The history of opera as it is presented today in America goes back to the late Renaissance in Italy, when a group of composers "invented" a new art form to resemble what they thought music-drama was like in classical Greece. Opera is often produced on a grand scale with great pageantry. Opera is more spectacular than most theater we are used to.
Today, when people think of great opera composers, they tend to think first of the famous Italians of the 19th century, such as Giuseppe Verdi, Gioacchino Rossini and Giacomo Puccini, whose works are known for their lyricism and romanticism. They also may think of the great German composers such as Richard Wagner and Richard Strauss, who are known for their opulent orchestrations and mythological stories, or of Wolfgang Amadeus Mozart, the Austrian-born composer whose brilliant works remain popular today more than 200 years after his death.

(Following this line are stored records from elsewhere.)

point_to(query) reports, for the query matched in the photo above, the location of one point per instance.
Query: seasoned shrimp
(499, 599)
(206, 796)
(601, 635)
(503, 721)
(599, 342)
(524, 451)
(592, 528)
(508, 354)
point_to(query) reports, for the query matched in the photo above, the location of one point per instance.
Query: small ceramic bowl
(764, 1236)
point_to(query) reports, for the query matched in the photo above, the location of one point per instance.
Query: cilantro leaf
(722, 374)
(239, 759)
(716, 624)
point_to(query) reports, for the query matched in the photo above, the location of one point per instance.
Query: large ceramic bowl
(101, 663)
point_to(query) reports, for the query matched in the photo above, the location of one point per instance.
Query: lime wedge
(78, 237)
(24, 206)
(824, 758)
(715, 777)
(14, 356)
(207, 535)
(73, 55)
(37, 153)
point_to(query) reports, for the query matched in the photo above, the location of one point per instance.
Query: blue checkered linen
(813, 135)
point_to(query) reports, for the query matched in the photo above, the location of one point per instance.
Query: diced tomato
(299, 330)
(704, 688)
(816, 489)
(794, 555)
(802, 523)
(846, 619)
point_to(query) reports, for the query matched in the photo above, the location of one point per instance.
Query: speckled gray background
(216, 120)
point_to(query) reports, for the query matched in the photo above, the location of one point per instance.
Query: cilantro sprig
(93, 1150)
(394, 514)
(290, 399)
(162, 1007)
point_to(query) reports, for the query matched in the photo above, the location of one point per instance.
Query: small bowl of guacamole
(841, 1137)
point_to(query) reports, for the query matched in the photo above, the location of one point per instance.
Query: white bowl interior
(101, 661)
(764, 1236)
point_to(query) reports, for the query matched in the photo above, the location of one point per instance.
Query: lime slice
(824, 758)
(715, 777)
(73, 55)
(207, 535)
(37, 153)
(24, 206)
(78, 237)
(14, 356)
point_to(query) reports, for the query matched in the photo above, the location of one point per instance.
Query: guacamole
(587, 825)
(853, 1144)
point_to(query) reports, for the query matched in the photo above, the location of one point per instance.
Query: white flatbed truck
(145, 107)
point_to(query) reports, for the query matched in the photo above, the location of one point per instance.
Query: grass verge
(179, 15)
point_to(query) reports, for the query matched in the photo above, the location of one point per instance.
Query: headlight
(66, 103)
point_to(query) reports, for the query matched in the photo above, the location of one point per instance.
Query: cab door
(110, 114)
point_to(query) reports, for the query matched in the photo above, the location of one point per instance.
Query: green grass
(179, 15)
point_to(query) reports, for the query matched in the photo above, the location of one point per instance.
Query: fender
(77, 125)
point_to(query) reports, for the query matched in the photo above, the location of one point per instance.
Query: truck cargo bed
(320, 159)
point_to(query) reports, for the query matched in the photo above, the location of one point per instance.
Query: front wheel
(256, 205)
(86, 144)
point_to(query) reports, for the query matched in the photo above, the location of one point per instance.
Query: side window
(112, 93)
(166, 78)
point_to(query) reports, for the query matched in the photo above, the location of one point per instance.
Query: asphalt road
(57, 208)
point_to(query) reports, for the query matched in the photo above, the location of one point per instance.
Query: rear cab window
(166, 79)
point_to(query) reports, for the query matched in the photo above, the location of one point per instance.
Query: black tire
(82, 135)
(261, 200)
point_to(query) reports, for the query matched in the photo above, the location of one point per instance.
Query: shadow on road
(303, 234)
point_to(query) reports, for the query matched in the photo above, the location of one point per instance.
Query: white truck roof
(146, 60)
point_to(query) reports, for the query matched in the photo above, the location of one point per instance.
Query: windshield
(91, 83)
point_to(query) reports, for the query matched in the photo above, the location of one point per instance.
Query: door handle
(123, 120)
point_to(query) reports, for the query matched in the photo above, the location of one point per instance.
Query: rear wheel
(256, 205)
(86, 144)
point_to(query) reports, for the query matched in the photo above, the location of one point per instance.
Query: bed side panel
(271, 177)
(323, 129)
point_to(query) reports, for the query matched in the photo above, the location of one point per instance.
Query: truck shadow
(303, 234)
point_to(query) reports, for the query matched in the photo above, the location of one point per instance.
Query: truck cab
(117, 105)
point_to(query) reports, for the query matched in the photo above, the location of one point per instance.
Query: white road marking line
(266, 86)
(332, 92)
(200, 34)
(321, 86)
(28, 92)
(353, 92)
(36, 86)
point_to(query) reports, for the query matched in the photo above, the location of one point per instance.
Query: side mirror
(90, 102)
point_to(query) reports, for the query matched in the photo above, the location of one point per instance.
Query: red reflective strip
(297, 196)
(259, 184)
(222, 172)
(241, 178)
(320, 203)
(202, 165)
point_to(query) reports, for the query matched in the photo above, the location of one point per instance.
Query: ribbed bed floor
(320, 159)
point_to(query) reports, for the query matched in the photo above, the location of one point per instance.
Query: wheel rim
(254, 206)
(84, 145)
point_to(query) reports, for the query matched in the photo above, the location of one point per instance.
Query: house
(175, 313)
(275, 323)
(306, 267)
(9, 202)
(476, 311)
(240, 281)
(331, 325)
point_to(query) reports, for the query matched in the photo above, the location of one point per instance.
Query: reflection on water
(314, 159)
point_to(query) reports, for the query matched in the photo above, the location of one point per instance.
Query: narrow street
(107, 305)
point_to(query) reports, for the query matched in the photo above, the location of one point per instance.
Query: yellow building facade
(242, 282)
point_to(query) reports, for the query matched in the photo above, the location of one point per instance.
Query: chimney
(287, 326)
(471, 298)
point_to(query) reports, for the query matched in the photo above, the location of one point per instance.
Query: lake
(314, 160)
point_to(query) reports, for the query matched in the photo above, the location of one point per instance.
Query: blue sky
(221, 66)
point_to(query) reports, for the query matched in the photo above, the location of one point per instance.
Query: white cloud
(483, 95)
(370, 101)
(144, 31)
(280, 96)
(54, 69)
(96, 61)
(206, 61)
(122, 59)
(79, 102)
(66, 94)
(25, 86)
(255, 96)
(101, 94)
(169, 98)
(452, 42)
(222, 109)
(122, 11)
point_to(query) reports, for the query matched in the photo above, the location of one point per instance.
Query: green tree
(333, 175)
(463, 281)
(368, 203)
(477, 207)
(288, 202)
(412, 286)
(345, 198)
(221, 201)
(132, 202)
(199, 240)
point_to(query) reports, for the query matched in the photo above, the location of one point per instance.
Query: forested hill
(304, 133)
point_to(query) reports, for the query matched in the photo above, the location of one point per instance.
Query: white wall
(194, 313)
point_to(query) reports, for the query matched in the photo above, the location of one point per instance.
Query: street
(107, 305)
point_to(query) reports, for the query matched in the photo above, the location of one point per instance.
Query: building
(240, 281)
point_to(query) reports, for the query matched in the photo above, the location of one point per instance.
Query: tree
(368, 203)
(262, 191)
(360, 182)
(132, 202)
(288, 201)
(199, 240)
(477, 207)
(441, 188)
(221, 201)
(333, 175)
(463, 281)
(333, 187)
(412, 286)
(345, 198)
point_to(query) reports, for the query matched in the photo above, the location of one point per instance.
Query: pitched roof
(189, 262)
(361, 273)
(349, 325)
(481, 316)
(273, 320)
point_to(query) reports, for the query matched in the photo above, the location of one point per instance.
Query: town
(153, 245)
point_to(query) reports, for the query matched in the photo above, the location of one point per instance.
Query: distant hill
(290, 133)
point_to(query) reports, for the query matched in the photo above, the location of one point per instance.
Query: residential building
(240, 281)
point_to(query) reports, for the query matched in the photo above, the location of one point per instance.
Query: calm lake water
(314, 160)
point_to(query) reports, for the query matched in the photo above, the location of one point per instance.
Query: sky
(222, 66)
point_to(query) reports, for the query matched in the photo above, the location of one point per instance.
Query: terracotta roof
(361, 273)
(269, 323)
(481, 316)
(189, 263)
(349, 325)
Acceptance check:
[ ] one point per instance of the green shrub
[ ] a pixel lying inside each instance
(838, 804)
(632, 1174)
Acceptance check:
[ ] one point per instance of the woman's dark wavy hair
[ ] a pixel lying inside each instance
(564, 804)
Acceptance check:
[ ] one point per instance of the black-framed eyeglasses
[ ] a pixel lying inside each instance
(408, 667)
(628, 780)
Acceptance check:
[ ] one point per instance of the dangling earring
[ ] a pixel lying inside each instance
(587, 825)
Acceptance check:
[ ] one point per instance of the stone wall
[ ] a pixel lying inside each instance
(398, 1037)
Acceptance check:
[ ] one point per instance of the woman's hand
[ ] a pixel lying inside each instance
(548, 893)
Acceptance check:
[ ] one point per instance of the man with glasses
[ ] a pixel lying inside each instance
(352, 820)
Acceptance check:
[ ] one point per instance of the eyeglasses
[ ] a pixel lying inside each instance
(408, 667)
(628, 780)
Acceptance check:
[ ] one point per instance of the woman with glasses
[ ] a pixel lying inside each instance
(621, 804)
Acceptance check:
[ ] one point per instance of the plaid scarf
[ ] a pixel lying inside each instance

However, during its 400-year history, European opera has been very diverse. There are great French, Russian and Czech operas by composers such as Debussy, Tchaikovsky and Dvorak. Spanish opera, popular in Spanish speaking countries, is called zarzuela, and other countries, such as China, have their own styles of opera. There are also English and American operas by composers such as Benjamin Britten, Giancarlo Menotti, Philip Glass and John Adams.
Operas are usually sung in the language in which they were composed, which means that opera singers are trained to sing in Italian, German and French, and ideally other languages too, including English. Supertitles are used so that audiences will understand what is being sung. Supertitles are the words of the opera projected in English on a screen above the stage, just like subtitles used in foreign-language films.